Working Towards the Ideal System
The information contained in this article is not intended as legal advice and may no longer be accurate due to changes in the law. Consult NHMA's legal services or your municipal attorney.
Alton is a town of just over 5,000 people located on the shore of Lake Winnipesaukee. Like all towns—big or small—Alton is always searching for ways to use technology to provide its citizens with more efficient services while keeping costs down.
To aid in this search, Alton brought on Josh Monaco, the town’s Information Technology (IT) Administrator. Josh is the perfect fit for this position, with his strong educational and practical experience in technology and his motivation to better his skills through continuing self-study in the field.
Although this IT Administrator spends the bulk of his time administering the network—maintaining the servers, running wiring, and making sure the network and the computers attached to it are up and running—Josh’s main objective is increasing system efficiencies. Here are some accomplishments—and tips for you—that Josh has gained through his quest to make Alton more technologically efficient:
Go virtual: When Josh first arrived, the town had ten physical servers running. This hardware created significant costs for maintenance, software, and operations. By virtualizing the servers and upgrading the software they were running, he was able to reduce the number of physical servers to two. This resulted in savings of both time and money, while providing an increased level of service to town residents.
Increase public safety: During 2014, Josh assisted the police department with a major upgrade of its systems, including installation of computer systems in the cruisers and updating the network.
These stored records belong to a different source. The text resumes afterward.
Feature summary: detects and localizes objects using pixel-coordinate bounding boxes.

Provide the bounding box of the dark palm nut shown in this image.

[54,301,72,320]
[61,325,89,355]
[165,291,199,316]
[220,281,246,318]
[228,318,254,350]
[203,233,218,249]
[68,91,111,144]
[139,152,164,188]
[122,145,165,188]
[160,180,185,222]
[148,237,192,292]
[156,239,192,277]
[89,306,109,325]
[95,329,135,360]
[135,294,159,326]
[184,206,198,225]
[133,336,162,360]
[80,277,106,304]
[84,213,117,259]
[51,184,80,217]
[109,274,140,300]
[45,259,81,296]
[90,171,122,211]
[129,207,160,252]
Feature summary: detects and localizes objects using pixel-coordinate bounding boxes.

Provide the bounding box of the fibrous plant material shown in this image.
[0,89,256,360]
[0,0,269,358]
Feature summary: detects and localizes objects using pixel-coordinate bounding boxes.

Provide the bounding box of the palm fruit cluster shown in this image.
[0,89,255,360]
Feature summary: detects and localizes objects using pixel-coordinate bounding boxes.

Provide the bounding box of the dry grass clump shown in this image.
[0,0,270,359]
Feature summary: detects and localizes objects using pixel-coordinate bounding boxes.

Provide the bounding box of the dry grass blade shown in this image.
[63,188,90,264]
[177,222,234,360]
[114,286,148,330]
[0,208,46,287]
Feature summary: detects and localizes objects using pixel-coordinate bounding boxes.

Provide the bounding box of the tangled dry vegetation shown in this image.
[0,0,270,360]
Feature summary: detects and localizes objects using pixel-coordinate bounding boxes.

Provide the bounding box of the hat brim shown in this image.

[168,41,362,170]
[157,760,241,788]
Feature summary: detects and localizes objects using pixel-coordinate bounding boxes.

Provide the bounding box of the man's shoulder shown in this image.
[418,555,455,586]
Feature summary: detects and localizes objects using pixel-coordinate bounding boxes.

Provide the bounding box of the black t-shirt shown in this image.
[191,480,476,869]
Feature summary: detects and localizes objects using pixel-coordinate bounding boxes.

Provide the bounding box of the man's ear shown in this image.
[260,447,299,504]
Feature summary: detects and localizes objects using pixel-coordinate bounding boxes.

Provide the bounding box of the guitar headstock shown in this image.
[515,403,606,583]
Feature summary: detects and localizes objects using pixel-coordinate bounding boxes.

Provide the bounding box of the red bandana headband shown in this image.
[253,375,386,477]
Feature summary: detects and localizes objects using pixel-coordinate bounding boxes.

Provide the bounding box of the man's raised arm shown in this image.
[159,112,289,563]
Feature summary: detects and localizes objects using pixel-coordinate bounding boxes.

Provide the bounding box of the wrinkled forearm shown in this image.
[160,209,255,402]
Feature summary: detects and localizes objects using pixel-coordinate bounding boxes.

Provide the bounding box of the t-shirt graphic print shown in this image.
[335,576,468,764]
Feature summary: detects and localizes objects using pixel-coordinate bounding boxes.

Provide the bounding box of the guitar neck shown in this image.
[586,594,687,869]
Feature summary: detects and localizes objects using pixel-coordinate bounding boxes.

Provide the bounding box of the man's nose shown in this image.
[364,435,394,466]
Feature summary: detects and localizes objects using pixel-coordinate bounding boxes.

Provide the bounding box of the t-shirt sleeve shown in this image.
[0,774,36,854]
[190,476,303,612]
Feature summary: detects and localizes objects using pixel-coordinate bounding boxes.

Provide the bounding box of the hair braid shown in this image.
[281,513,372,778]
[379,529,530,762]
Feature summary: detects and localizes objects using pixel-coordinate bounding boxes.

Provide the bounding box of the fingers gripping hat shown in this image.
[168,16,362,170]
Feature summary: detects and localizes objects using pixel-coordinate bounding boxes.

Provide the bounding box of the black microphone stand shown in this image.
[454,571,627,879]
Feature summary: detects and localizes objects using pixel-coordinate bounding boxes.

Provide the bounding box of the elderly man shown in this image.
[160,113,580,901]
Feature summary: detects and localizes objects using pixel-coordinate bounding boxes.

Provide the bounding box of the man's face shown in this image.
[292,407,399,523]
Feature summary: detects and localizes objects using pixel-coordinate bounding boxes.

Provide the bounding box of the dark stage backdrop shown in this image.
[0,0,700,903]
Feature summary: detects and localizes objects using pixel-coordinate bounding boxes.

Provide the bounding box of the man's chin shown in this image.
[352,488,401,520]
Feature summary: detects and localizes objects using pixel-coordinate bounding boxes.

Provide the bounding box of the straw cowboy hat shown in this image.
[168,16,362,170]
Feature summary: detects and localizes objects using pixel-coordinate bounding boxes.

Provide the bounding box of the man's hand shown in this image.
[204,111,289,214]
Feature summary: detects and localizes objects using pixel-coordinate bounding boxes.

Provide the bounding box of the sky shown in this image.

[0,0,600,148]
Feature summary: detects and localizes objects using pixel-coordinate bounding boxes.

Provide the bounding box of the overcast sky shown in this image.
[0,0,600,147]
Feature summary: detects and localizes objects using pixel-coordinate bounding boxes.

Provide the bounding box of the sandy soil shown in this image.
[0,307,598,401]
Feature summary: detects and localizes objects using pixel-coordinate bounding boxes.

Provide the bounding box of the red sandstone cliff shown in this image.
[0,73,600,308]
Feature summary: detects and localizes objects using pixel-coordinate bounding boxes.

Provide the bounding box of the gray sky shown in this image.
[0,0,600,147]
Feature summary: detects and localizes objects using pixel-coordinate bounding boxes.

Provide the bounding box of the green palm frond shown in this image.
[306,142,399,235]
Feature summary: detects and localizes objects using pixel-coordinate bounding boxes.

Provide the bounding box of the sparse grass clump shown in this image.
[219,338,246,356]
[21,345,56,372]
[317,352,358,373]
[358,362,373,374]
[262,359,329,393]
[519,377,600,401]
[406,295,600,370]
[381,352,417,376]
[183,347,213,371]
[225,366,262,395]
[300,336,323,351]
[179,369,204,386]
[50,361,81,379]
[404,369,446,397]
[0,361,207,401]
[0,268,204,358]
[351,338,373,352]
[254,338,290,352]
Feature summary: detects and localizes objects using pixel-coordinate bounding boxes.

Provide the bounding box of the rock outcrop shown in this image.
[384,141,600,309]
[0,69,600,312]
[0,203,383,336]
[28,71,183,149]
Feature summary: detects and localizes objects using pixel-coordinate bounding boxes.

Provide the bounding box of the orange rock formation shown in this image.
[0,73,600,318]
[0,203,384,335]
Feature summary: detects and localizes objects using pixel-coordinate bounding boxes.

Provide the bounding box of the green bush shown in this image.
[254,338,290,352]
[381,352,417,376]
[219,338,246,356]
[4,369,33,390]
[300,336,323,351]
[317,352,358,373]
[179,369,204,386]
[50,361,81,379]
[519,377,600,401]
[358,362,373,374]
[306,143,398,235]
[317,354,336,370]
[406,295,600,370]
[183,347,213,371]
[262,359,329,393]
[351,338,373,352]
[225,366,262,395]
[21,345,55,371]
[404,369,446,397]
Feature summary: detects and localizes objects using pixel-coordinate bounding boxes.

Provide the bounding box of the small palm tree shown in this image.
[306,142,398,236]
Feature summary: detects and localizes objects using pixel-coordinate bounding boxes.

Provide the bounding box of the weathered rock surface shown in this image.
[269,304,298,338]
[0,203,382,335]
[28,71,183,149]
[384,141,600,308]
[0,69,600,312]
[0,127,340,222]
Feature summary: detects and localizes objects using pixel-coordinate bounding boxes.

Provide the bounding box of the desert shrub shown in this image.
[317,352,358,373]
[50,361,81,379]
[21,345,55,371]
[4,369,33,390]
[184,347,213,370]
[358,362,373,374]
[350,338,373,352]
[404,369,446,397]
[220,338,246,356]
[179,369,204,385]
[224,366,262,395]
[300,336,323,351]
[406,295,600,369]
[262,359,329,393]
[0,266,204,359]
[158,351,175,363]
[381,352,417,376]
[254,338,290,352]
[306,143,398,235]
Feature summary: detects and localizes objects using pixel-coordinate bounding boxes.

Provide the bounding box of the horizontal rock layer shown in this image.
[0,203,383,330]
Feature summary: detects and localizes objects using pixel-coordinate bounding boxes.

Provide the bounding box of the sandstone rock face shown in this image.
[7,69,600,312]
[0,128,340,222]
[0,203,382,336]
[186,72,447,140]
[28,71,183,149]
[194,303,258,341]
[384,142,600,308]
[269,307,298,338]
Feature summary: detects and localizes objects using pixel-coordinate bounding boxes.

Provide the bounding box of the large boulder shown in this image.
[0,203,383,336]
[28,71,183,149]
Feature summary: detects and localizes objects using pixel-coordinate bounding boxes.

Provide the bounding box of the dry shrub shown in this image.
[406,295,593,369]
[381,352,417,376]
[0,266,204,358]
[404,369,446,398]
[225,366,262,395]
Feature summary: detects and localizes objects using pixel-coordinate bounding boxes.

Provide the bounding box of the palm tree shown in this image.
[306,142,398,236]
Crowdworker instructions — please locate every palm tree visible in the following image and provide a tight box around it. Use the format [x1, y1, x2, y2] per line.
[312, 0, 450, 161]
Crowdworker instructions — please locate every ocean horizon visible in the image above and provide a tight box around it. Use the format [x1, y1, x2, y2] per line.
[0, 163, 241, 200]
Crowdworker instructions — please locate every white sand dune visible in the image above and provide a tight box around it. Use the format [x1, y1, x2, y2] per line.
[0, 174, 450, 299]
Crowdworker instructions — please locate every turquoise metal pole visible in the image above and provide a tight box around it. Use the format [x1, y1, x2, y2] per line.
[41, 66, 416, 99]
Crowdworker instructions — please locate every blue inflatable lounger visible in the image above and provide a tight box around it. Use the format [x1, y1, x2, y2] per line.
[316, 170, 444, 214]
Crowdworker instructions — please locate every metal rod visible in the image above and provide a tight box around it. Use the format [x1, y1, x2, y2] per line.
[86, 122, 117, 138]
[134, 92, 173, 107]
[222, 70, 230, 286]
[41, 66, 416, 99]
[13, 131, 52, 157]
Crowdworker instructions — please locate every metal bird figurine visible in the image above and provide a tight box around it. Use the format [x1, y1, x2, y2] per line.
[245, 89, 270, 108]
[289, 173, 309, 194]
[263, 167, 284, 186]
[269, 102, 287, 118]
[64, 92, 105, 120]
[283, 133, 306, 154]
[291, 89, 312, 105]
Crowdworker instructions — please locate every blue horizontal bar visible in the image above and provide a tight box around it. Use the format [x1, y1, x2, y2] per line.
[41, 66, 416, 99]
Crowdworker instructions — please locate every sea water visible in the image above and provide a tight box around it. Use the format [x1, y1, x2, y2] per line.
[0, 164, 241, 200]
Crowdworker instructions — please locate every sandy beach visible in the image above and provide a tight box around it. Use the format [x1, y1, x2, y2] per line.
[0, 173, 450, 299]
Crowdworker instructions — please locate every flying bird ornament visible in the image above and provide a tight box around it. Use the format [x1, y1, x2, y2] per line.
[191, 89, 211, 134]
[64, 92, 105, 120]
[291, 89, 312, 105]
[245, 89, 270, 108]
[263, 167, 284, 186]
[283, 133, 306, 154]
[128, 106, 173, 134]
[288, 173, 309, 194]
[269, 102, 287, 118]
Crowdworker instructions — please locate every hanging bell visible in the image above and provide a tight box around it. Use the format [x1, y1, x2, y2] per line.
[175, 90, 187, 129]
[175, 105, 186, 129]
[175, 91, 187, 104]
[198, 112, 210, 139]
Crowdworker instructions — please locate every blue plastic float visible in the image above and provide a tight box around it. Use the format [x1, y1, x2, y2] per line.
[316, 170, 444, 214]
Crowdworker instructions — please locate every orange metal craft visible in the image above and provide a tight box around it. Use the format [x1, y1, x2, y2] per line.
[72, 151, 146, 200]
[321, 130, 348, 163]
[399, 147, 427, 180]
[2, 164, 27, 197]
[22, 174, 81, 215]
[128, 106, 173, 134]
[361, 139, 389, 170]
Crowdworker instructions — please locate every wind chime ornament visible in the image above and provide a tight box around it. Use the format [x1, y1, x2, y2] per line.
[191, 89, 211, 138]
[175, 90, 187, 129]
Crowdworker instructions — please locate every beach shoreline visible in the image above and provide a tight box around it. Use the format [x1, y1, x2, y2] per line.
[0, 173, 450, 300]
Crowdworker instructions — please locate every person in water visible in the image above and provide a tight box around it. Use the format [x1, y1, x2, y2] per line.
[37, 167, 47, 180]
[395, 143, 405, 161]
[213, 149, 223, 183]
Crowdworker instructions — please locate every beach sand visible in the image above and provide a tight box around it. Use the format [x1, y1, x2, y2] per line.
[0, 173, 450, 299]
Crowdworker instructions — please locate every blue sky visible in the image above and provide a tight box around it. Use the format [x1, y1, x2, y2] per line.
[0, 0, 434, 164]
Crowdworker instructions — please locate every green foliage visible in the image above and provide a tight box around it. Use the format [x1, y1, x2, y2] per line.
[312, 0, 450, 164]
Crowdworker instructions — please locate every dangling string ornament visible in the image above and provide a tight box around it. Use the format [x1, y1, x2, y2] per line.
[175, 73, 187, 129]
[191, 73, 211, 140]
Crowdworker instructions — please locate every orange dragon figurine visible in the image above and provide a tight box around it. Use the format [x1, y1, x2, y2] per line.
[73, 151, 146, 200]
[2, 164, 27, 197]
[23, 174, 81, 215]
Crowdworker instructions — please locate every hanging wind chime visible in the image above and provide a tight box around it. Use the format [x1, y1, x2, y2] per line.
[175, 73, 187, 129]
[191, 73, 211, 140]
Communicate better (and more securely): He also upgraded the town’s email system and was instrumental in policy changes to help avoid infection and in raising awareness of network security threats. Integrating open-source software saves money (and time) because there is no licensing fee, and the software can be “tweaked” if necessary for a specific implementation while simplifying processes.
Don’t be afraid of trial and error: Josh convinced town staff to try a one week trial of OpenOffice, free software that takes the place of MS Office. However, after the week was over, he decided to revert back to MS Office because people wanted to stick with what they were familiar with. Trial and error can be necessary to determine what works best for your town, and you must take into account the needs of your staff and the practicality of training employees on new software.
Do your research: The OpenOffice trial did not discourage Josh from looking for more open-source solutions, and he continues to look for a program that might better suit Alton. In fact, he is currently very excited about a software package he is investigating called X2Engine, which is a Customer Relations Management (CRM) system. Josh feels that by making a few adjustments, this software could be used for complaint management, service requests, and tracking, as well as a document repository. Although the software would need to be installed on a different type of server (a Linux server), Josh says he has the knowledge to set up and maintain it, without requiring outside help, thus creating no additional costs to the town.
Keep Updating: Since he works by himself, Josh has continued adding to his skill set as the need arises. He is currently doing some upgrades to the town’s website and has learned HTML and CSS to facilitate this process. And if you feel like there is an absence of software designed to assist smaller municipalities, you are not alone: although this sometimes frustrates Josh, he takes it in stride and keeps learning and updating his knowledge so that he can keep improving the town’s efficiency. For example, he is presently looking for a solution for code enforcement and laments that he has yet to find one at a reasonable cost without a multitude of features that are unnecessary for a small municipality. On the other hand, Josh may have finally found a more efficient and streamlined system for cemetery records management through as program called Pontem.
Josh is a member of the NH LoGIN (Local Government Information Network), an affiliate group of the New Hampshire Municipal Association, whose goal is sharing information with other communities to help everyone save time and money. As you might imagine, Alton town employees frequently sing his praises, including Assessor Tom Sargent, who knows he can get a problem fixed within a reasonable time if he calls on Josh for assistance.
Importantly, Josh credits Town Administrator Russ Bailey with his success by supporting Josh’s quest to find better technology solutions for Alton. Of course, it also helps that Josh truly enjoys his work. But, above all, it is probably Josh’s lack of satisfaction that keeps him improving and working to create an “ideal system” for Alton.
Dean E. Shankle, Jr., Ph. D, is treasurer of NHLoGIN, an affiliate group which has helped government officials and employees from all over New Hampshire collaborate with each other for over 13 years. Mr. Shankle also serves as town administrator in the Town of Hooksett.